Venmo can access your transaction history for marketing and legal compliance, even if you set your privacy to private.
Keep in mind that even if you set all of your privacy settings to private, your transactions are never truly anonymous on the platform. Venmo and its employees can still retrieve your transaction history for marketing and affiliate purposes. Additionally, the company will comply with American court orders and respond to legal investigations, so don’t assume your transactions are as untraceable as cash.
Can Venmo be hacked? Has it ever been hacked?
The Venmo platform as a whole hasn’t suffered a security breach or hack yet, but that doesn’t mean it’s completely safe either. Individual accounts can still get hacked if you’re not careful. To reduce this risk, set a strong password and enable a PIN or biometric lock on your smartphone.
If you typically use the same password across multiple websites and apps, a single security breach could compromise your credentials and give hackers access to your entire Venmo account. To safeguard yourself from this risk, you should always set unique (preferably randomized) passwords for every account. If you don’t already use one, consider a password manager like Bitwarden or Lastpass with a strong master password.

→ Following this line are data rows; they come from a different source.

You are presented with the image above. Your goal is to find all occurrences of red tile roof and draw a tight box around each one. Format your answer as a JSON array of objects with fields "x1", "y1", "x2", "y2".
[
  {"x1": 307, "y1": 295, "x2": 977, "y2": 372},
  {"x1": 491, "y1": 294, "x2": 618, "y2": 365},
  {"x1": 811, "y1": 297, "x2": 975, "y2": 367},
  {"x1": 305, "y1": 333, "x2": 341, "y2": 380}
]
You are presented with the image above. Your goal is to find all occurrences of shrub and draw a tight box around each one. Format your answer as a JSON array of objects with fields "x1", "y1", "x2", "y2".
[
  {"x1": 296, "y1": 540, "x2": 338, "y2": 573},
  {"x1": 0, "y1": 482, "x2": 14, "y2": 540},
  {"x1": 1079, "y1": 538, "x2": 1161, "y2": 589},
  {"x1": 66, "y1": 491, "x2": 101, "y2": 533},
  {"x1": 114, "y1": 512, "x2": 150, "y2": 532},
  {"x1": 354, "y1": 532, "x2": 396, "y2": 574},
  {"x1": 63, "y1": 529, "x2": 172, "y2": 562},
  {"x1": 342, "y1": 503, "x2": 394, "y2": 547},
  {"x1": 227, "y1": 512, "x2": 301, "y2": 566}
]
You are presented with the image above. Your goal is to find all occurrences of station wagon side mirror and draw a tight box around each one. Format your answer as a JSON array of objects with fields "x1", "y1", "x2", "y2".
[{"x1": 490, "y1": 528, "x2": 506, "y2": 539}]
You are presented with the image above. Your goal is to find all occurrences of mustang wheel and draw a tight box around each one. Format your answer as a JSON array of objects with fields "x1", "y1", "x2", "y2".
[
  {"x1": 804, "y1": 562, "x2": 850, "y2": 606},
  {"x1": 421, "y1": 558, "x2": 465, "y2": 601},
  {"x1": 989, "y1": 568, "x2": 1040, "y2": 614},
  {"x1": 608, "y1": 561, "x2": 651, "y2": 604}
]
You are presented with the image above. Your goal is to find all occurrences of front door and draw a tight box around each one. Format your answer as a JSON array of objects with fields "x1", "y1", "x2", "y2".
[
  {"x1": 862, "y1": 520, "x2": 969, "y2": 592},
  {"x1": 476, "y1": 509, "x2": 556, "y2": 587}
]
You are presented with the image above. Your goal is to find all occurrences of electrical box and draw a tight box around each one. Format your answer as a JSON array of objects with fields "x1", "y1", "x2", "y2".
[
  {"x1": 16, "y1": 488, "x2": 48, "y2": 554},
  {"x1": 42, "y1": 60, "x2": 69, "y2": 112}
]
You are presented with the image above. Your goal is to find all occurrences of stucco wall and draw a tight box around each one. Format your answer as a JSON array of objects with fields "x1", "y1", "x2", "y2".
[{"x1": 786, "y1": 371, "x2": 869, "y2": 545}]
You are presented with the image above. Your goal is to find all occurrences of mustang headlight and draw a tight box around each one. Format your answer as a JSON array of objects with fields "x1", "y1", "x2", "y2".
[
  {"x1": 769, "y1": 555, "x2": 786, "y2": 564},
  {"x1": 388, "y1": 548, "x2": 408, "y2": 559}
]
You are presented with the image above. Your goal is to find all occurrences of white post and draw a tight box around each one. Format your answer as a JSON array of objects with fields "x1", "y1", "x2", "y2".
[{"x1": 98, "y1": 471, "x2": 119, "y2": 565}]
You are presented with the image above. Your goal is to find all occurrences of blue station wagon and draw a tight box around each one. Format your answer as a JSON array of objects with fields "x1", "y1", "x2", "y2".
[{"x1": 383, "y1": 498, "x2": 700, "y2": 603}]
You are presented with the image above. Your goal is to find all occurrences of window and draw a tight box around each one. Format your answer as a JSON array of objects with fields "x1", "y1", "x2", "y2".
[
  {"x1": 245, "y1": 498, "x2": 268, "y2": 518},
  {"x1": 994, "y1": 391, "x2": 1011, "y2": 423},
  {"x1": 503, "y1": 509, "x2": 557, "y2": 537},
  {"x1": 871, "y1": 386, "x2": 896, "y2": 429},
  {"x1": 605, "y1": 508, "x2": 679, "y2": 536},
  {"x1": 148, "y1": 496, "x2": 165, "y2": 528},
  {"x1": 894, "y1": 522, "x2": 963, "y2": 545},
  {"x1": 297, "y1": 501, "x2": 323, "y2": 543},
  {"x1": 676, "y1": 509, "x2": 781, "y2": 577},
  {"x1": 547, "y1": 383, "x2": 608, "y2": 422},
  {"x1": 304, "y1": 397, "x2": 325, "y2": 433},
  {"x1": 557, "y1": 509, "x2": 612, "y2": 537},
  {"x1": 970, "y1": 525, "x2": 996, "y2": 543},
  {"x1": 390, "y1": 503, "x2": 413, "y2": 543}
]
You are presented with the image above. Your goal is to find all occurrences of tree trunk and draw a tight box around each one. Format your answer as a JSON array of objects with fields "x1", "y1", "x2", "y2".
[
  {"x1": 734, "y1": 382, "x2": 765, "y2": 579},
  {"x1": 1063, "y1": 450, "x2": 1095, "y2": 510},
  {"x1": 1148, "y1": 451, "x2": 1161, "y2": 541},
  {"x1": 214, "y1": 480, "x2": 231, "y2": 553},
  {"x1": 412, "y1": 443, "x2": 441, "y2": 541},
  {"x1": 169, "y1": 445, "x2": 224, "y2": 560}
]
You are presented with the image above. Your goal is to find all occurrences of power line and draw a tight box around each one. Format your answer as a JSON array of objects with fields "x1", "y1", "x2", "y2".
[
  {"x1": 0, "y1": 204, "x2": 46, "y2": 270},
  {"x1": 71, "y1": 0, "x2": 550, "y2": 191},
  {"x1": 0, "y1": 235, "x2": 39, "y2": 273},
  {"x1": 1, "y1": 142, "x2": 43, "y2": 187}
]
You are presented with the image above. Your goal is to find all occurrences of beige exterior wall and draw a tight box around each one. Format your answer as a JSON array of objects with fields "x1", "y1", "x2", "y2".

Beyond account security, you should also avoid storing money in your Venmo wallet. Unlike your checking or saving account, your Venmo wallet isn’t linked to a financial institution or bank. This means that the platform isn’t FDIC-insured. If Venmo or its parent company PayPal were to go bankrupt, the government won’t intervene to return your in-app funds.
The same applies to cryptocurrency balances on Venmo. While you can buy and sell Bitcoin, Ethereum, and other digital currencies, you cannot transfer them to a private wallet or send them to someone else. Once again, you’re trusting the company to safeguard your money. If Venmo ever suffers a security breach, it’s very likely that you won’t be compensated for any lost funds. To that end, you should probably buy cryptocurrency elsewhere and transfer your holdings to a private wallet.
Should I trust Venmo?
Venmo was purpose-built for sending and receiving money from people you know so it probably isn’t the best idea to send money to strangers. If you want to use Venmo to pay for goods and services, make sure to tag your payment as a purchase. Doing so will make you eligible for Venmo’s purchase protection, which can come in handy in case you need to dispute the transaction. The platform takes a cut from the seller for such transactions, so you don’t have to worry about paying anything extra.
Venmo offers purchase protection, but it's best used for payments to people you know and trust.
If you’re mindful of the potential risks described above, Venmo is safe for the vast majority of use cases. As long as you use the platform exclusively for peer-to-peer transactions between your friends and family and don’t treat it like an alternative to your bank account, you shouldn’t run into any problems. Your data is also encrypted, so as long as you set your privacy settings correctly, nobody should be able to see your transaction history.
No, Venmo will not refund money if you get scammed in most cases. By default, Venmo assumes that you’re sending money to friends and family.
Venmo is a PayPal-backed payment platform that encrypts your personal data and has a good security track record. However, you shouldn’t store large amounts of money in the app’s wallet as it isn’t insured like your bank account.
Venmo is meant to be used for sending and receiving money from friends and family. If you want to use it for buying and selling goods or services, remember to set the purchase tag so you’re covered by Venmo’s purchase protection.
Yes, it’s safe to give people your Venmo username. You can change your profile privacy to hide your past transactions.